Abstracts

Pregabalin Adjunctive Therapy in Patients with Partial Seizures.

Abstract number : F.02
Submission category :
Year : 2001
Submission ID : 624
Source : www.aesnet.org
Presentation date : 12/1/2001 12:00:00 AM
Published date : Dec 1, 2001, 06:00 AM

Authors :
R.E. Ramsay, MD, International Ctr for Epilepsy, University of Miami, Miami, FL; A.R. Kugler, PhD, CNS Clinical Development, Pfizer, Ann Arbor, MI; H. Anhut, PhD, International Medical Research, Pfizer, Freiburg, Germany; T.M. Smith, MPH, CNS Clinical Dev

RATIONALE: Pregabalin is a novel compound with CNS activity. Three trials have demonstrated the efficacy and safety of pregabalin as add-on treatment in reducing seizure frequency in patients with refractory partial seizures with or without secondary generalization.
METHODS: Combined results are presented for three randomized, double-blind, placebo-controlled, 12-week treatment, multicenter studies with adjunctive BID and/or TID dosing. During an 8-week baseline period, patients experienced at least 6 partial seizures with no 4-week seizure-free period. Studies 1008-009 (placebo, 600 mg/day TID, or 600 mg/day BID) and 1008-011 (placebo, 150, or 600 mg/day TID) utilized a 1 week titration and 1008-034 (placebo, 50, 150, 300, or 600 mg/day BID) did not use any titration. Pharmacokinetic parameters were estimated using steady-state plasma pregabalin concentrations from randomly collected blood samples. The primary efficacy assessment was the symmetrized percent change (RRatio) in partial seizure frequency and secondary efficacy parameters included Responder Rate (defined as the percentage of patients with a [gte]50% reduction in seizure frequency during treatment compared to baseline).
RESULTS: A total of 1052 patients were randomized to treatment in these 3 studies (758 pregabalin and 294 placebo). The mean age of epilepsy diagnosis was 13.7 years and mean duration of epilepsy was 25.0 years.
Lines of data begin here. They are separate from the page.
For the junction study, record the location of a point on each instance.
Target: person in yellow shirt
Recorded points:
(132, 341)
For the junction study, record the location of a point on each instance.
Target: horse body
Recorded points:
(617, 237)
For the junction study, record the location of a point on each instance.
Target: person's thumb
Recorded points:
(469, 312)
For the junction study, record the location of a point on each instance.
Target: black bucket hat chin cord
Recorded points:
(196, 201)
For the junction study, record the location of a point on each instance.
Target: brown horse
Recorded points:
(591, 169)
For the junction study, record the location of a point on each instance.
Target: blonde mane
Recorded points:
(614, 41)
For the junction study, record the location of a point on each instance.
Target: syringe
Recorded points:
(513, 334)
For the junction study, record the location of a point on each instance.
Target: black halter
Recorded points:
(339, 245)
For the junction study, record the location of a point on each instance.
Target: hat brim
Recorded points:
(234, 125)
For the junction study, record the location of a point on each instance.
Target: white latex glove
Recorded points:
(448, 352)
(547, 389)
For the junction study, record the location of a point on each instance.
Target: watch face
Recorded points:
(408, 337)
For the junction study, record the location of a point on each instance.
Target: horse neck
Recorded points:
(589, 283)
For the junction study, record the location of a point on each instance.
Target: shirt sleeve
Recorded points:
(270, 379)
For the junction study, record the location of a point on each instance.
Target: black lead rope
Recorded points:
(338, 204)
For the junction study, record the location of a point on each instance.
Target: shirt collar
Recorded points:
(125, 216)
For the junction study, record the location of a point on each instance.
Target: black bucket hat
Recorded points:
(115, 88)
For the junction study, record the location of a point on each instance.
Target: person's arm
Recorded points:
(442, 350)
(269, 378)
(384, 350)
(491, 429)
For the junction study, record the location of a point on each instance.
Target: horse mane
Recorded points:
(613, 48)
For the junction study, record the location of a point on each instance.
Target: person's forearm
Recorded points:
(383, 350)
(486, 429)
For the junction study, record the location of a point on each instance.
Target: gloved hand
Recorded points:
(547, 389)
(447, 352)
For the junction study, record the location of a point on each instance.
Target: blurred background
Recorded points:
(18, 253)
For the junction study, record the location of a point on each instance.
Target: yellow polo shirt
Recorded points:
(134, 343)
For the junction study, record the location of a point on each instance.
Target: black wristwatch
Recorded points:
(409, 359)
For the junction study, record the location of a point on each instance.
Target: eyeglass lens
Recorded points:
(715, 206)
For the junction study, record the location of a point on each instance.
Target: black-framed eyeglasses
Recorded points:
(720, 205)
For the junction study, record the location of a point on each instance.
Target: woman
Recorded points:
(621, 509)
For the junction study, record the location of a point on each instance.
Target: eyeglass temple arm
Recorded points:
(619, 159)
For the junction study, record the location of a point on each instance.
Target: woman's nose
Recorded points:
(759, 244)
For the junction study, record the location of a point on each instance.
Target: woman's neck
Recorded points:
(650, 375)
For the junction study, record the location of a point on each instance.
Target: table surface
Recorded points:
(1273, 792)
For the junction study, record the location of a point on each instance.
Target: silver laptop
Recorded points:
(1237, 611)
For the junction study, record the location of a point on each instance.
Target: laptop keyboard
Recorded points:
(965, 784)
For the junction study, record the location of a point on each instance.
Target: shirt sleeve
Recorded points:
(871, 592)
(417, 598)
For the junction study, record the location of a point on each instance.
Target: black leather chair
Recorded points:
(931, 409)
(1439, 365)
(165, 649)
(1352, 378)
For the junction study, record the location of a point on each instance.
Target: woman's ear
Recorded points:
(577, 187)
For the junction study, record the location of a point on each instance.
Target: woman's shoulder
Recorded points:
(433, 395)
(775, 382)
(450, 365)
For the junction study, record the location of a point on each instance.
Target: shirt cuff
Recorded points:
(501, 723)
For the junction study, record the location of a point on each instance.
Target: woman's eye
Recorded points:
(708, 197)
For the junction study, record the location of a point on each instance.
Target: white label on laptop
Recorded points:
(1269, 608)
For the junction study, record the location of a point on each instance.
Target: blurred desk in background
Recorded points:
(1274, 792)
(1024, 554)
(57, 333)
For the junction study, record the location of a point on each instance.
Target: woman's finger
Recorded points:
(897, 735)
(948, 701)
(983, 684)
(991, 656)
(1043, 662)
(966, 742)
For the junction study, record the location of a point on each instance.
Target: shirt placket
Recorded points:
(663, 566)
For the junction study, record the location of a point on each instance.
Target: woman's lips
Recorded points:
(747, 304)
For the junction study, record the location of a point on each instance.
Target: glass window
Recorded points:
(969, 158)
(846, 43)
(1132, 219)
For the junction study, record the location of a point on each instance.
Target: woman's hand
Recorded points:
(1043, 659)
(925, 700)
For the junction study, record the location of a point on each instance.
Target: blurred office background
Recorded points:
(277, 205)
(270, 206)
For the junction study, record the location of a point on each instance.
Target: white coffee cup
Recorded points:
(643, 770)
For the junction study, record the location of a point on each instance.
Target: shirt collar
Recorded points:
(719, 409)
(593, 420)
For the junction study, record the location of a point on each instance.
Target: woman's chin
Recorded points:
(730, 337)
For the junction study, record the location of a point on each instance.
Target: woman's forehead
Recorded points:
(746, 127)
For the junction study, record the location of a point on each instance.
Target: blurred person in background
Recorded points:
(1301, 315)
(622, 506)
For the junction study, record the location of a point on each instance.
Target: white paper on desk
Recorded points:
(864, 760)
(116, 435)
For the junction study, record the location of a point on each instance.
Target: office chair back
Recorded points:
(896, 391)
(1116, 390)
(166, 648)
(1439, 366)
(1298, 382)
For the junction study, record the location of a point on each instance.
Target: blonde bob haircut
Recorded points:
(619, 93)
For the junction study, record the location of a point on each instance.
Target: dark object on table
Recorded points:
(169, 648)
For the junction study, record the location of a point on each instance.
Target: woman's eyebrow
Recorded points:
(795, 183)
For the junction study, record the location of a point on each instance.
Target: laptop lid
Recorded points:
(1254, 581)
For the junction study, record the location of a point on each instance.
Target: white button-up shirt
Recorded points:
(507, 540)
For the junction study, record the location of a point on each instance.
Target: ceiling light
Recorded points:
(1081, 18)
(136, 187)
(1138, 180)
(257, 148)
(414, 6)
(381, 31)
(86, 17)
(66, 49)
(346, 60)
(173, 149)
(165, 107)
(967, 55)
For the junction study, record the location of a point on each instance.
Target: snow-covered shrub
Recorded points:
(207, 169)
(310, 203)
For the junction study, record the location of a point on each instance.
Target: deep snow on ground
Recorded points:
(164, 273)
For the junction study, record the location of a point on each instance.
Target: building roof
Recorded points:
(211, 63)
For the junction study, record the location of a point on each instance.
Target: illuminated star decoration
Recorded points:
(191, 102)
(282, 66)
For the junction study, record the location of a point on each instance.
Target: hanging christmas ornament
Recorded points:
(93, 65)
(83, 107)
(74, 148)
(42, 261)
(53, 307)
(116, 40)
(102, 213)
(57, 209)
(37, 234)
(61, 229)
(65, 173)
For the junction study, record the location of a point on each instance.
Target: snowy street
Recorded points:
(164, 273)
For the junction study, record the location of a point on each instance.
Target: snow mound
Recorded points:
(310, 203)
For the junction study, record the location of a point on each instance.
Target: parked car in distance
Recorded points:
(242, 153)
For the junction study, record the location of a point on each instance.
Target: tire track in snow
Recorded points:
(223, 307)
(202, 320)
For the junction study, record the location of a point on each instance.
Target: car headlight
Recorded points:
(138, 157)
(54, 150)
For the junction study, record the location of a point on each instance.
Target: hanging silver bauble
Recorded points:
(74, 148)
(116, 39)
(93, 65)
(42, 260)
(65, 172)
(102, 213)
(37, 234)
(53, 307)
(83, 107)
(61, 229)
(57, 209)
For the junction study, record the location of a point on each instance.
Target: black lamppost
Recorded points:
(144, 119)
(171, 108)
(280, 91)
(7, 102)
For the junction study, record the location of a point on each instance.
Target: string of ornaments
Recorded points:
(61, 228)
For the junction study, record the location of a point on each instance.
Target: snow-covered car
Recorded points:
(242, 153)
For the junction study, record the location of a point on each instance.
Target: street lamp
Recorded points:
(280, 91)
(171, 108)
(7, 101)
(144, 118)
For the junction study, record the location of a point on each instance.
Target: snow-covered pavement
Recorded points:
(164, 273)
The mean patient age at study entry was 37.9 years (range: 12-75 years). Approximately 23% of the patients were taking 3 concurrent AEDs at baseline, 27% taking 1, and 50% taking 2. Mean and median baseline seizure rates were 24.4 and 11.2 seizures/month, respectively. Mean RRatio values were as high as -37 and Responder Rate values were as high as 51%, with both parameters showing a statistically significant increase in efficacy with pregabalin dose (p[lte]0.0001). In all 3 studies, statistically significant efficacy resulted by Week 1. The pharmacokinetics of pregabalin were dose-proportional and predictable. Adverse events were generally CNS related, mild to moderate in intensity, and transient. Some adverse events appear to be dose-related while others do not. Withdrawal rates due to adverse events appear to be dose-related and the rate was 1.2% at the recommended starting dose of 150 mg/day BID. Serious adverse events were infrequent and did not show any trend. Overall, 84% of all patients entered optional open-label extension studies.
CONCLUSIONS: Pregabalin administered BID or TID is highly effective as adjunctive therapy with a demonstrated dose-response in seizure frequency reduction. Pregabalin is safe and generally well tolerated.
Support: Supported by Pfizer Global Research and Development.
Disclosure: Salary - Pfizer. Grant - Pfizer. Consulting - Pfizer. Stock - Pfizer. Honoraria - Pfizer. Other - Pfizer.